I think one of the most common problems I see is that developers and leaders get enamored with new technology. There is a lot of promise in some of the platforms and designs that are being put forth. Some are even proving themselves in high-profile situations, but not all. For most of us, however, we aren’t going to be solving the same problems in the same way. As the article notes, we’re not Google, but we’re also no Uber, Facebook, or Spotify. Choosing to mimic their choices because of their success doesn’t necessarily map to our business model. I find no shortage of companies that struggle to adopt some new platform because they built a proof-of-concept and assumed the way the system works with small amounts of data. This becomes an issue later with the moderate or large amounts that they have over time.
I also see companies creating complexity, with the chance that they will need to deal with many petabytes or exabytes of data at some point. Face it, most of us will barely deal with terabytes of data in any particular system. We ought to plan for a high-performing system at that scale, not worry about a future that will not likely come. At the same time, we aren’t going to be dealing with megabytes of data, so if your developers only test on MBs, they are going to miss problems.

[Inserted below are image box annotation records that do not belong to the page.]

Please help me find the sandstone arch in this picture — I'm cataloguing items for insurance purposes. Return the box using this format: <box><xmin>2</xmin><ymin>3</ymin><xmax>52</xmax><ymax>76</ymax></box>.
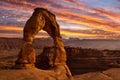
<box><xmin>16</xmin><ymin>8</ymin><xmax>71</xmax><ymax>79</ymax></box>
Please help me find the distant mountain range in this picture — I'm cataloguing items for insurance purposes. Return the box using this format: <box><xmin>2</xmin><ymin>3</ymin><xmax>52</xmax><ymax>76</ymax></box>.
<box><xmin>0</xmin><ymin>37</ymin><xmax>120</xmax><ymax>50</ymax></box>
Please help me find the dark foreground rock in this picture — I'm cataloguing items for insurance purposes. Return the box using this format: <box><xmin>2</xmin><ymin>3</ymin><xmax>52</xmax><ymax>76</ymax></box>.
<box><xmin>74</xmin><ymin>68</ymin><xmax>120</xmax><ymax>80</ymax></box>
<box><xmin>0</xmin><ymin>68</ymin><xmax>120</xmax><ymax>80</ymax></box>
<box><xmin>0</xmin><ymin>68</ymin><xmax>69</xmax><ymax>80</ymax></box>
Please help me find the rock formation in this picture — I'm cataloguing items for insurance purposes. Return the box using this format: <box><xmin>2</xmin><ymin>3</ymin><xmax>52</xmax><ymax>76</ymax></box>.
<box><xmin>36</xmin><ymin>47</ymin><xmax>120</xmax><ymax>75</ymax></box>
<box><xmin>16</xmin><ymin>8</ymin><xmax>72</xmax><ymax>79</ymax></box>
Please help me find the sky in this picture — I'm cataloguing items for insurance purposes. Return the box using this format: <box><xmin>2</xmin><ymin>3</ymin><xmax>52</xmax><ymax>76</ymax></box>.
<box><xmin>0</xmin><ymin>0</ymin><xmax>120</xmax><ymax>40</ymax></box>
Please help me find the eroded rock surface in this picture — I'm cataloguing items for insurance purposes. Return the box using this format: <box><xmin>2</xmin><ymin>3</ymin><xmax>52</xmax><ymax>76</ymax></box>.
<box><xmin>16</xmin><ymin>8</ymin><xmax>72</xmax><ymax>80</ymax></box>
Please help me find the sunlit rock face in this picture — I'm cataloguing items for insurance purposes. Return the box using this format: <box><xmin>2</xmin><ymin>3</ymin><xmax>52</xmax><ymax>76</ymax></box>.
<box><xmin>16</xmin><ymin>8</ymin><xmax>72</xmax><ymax>80</ymax></box>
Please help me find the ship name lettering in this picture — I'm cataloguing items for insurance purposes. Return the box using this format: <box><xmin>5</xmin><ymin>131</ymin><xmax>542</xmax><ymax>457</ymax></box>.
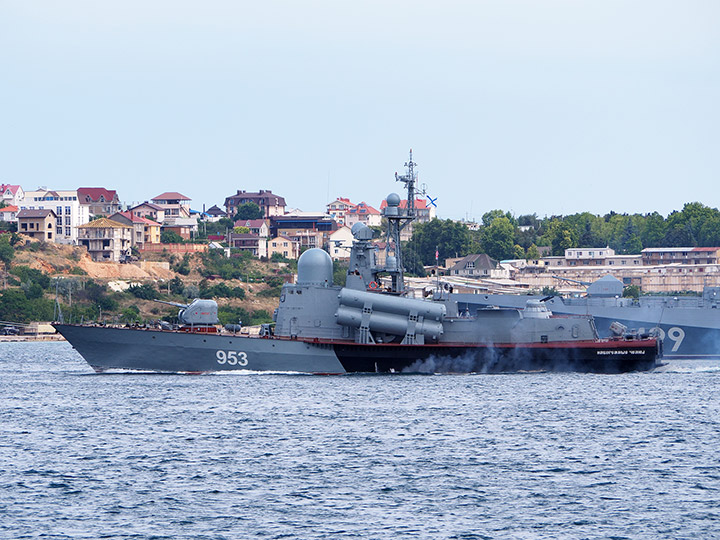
<box><xmin>215</xmin><ymin>350</ymin><xmax>248</xmax><ymax>366</ymax></box>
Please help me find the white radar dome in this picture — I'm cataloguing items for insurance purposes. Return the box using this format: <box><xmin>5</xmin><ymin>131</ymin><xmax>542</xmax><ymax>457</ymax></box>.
<box><xmin>298</xmin><ymin>248</ymin><xmax>333</xmax><ymax>287</ymax></box>
<box><xmin>386</xmin><ymin>193</ymin><xmax>401</xmax><ymax>206</ymax></box>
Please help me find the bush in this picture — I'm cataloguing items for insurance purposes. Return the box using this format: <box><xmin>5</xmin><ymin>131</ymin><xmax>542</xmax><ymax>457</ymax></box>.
<box><xmin>128</xmin><ymin>283</ymin><xmax>160</xmax><ymax>300</ymax></box>
<box><xmin>10</xmin><ymin>266</ymin><xmax>50</xmax><ymax>289</ymax></box>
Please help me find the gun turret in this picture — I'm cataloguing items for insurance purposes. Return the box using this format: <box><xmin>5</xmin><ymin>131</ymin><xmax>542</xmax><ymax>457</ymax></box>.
<box><xmin>155</xmin><ymin>298</ymin><xmax>218</xmax><ymax>326</ymax></box>
<box><xmin>553</xmin><ymin>276</ymin><xmax>592</xmax><ymax>287</ymax></box>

I like the advice to go into your decisions with your eyes wide open. Don’t copy others, and realistically think about what you will need. I believe that engaging a data professional early is helpful. Developers do some amazing things when they build software, but so often the majority of them don’t really think about the challenges of a database system. They don’t consider low response times or ensuring there are HA and DR (two separate things) strategies. They also forget about the challenges of aggregation and reporting lots of data. Most humans work with a few rows of data at a time, which is what developers do on their systems. When you need to aggregate things, or all your customers are generating a workload, that’s when a data professional can help ensure you’ve properly indexed entities and planned for a demanding workload.
I do like the common sense advice that most startups won’t outgrow a relatively modest single database server. Many applications might not as well, but that doesn’t mean you can put all your eggs in that one server basket. Make sure if it dies that you have multiple people that can recover it and ensure your system is quickly running in another place. There are different ways to handle this, but engage someone that knows your platform and have them ensure you have some staff, operations or developers, that understand how HA and DR work in your environment.
Lastly, be secure. I really like the idea of always using stored procedures. I know this becomes a pain for developers, who now write code in two places, but this really helps you ensure better security, and maybe more importantly, ensures you can tune one part of your code regularly, the database side, without impacting the other side.